Earlier this week, the Senate Committee on the Judiciary, Subcommittee on Human Rights and the Law held a “Hearing on the Convention on the Elimination of All Forms of Discrimination Against Women.” The UN Department of Economic and Social Affairs, Division for the Advancement of Women describes here the intended impact of CEDAW on parties to the treaty:
By accepting the Convention, States commit themselves to undertake a series of measures to end discrimination against women in all forms, including:
- to incorporate the principle of equality of men and women in their legal system, abolish all discriminatory laws and adopt appropriate ones prohibiting discrimination against women;
- to establish tribunals and other public institutions to ensure the effective protection of women against discrimination; and
- to ensure elimination of all acts of discrimination against women by persons, organizations or enterprises.
Below, is a clip of the testimony by U.S. Ambassador-at-Large for Global Women’s Issues Melanne Verveer.

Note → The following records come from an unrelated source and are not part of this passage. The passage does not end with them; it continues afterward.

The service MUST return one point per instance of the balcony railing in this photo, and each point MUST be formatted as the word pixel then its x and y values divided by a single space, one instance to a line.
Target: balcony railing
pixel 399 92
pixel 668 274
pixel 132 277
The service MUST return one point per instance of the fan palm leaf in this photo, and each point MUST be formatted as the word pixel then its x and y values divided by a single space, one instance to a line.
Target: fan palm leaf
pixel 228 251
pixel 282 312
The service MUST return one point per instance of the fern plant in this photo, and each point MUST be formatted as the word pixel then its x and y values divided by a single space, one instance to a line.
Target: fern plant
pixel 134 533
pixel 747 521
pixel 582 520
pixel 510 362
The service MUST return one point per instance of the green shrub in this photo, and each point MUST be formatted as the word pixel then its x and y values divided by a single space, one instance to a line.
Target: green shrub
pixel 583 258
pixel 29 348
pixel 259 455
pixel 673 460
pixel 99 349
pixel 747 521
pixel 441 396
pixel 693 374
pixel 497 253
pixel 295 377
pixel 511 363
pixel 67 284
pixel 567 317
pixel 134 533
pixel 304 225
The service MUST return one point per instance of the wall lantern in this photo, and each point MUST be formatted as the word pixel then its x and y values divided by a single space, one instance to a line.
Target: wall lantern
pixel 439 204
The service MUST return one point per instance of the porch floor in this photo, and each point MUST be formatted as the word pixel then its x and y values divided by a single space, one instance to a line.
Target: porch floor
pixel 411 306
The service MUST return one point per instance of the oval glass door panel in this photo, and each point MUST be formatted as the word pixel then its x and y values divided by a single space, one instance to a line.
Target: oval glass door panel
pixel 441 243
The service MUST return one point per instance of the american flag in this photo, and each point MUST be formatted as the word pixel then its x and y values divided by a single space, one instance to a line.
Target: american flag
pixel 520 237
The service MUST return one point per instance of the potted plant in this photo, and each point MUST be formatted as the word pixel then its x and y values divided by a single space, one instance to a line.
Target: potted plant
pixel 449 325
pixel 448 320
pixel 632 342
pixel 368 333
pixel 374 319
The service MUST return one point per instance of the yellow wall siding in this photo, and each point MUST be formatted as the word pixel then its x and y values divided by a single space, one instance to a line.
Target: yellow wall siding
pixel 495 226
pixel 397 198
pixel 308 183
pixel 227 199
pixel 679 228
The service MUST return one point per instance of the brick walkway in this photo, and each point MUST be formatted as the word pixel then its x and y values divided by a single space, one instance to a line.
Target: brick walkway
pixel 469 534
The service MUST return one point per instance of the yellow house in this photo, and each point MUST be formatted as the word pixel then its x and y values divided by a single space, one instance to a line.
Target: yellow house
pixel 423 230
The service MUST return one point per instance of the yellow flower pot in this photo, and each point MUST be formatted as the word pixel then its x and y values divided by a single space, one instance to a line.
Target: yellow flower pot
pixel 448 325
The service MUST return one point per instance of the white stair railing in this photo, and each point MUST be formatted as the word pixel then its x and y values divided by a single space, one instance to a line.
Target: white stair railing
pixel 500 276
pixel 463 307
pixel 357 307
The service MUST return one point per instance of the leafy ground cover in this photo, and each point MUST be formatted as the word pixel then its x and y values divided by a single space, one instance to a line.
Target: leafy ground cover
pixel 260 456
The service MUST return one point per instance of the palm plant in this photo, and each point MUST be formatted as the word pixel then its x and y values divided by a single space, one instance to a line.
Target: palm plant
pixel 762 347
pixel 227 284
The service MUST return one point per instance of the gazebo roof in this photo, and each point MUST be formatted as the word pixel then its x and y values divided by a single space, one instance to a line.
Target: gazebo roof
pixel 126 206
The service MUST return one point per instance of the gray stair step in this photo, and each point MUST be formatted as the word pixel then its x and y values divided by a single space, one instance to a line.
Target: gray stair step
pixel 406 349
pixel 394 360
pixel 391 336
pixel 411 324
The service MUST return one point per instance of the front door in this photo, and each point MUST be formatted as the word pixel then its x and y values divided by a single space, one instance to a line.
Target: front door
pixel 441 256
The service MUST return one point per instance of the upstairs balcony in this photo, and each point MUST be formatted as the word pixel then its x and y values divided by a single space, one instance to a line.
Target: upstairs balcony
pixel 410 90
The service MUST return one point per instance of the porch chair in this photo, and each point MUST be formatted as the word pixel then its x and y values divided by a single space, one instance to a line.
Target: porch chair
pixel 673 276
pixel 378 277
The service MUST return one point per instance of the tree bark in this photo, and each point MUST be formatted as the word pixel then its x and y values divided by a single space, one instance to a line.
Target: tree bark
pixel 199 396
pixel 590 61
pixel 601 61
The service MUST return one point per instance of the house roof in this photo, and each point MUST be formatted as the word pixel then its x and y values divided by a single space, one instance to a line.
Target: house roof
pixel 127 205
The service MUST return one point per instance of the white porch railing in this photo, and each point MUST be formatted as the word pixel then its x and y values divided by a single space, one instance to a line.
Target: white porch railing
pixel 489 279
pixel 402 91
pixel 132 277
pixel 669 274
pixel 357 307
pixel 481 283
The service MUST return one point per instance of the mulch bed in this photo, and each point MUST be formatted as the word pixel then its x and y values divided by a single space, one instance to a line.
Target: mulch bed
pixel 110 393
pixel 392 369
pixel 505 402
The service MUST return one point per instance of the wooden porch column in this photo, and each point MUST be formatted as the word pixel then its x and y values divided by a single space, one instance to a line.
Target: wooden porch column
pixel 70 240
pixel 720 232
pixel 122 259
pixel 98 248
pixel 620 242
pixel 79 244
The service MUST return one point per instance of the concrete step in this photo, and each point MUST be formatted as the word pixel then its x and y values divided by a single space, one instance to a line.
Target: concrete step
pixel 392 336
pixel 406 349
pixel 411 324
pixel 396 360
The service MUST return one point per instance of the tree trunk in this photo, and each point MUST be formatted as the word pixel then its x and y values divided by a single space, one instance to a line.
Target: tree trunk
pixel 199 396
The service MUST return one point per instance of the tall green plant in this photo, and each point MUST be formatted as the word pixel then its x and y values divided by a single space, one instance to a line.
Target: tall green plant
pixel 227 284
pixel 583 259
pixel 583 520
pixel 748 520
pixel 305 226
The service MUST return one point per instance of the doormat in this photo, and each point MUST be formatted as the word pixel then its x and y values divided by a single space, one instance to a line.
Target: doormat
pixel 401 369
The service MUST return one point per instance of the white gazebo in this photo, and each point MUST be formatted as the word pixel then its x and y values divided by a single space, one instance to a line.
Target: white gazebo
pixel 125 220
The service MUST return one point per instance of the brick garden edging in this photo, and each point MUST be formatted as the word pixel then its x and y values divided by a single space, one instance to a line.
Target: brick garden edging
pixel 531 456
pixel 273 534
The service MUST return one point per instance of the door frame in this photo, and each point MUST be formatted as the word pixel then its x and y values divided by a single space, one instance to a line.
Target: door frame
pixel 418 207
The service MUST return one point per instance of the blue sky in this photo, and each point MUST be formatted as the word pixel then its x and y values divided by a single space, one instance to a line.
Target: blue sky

The United States — along with Iran, Sudan and Somalia — has not ratified CEDAW. Justice O’Connor has urged the Senate to do so (see here). But some feminists, including my friend and colleague Darren Rosenblum, argue against the treaty’s ratification. See Darren Rosenblum, Unsex CEDAW: What’s Wrong with Women’s Rights (forthcoming, Columbia J. of Gender & Law) (abstract available here). He argues that, “CEDAW’s focus on women enshrines an understanding of sex as a binary of men/women and a consequent presumption of their relationship as perpetrator/victim.”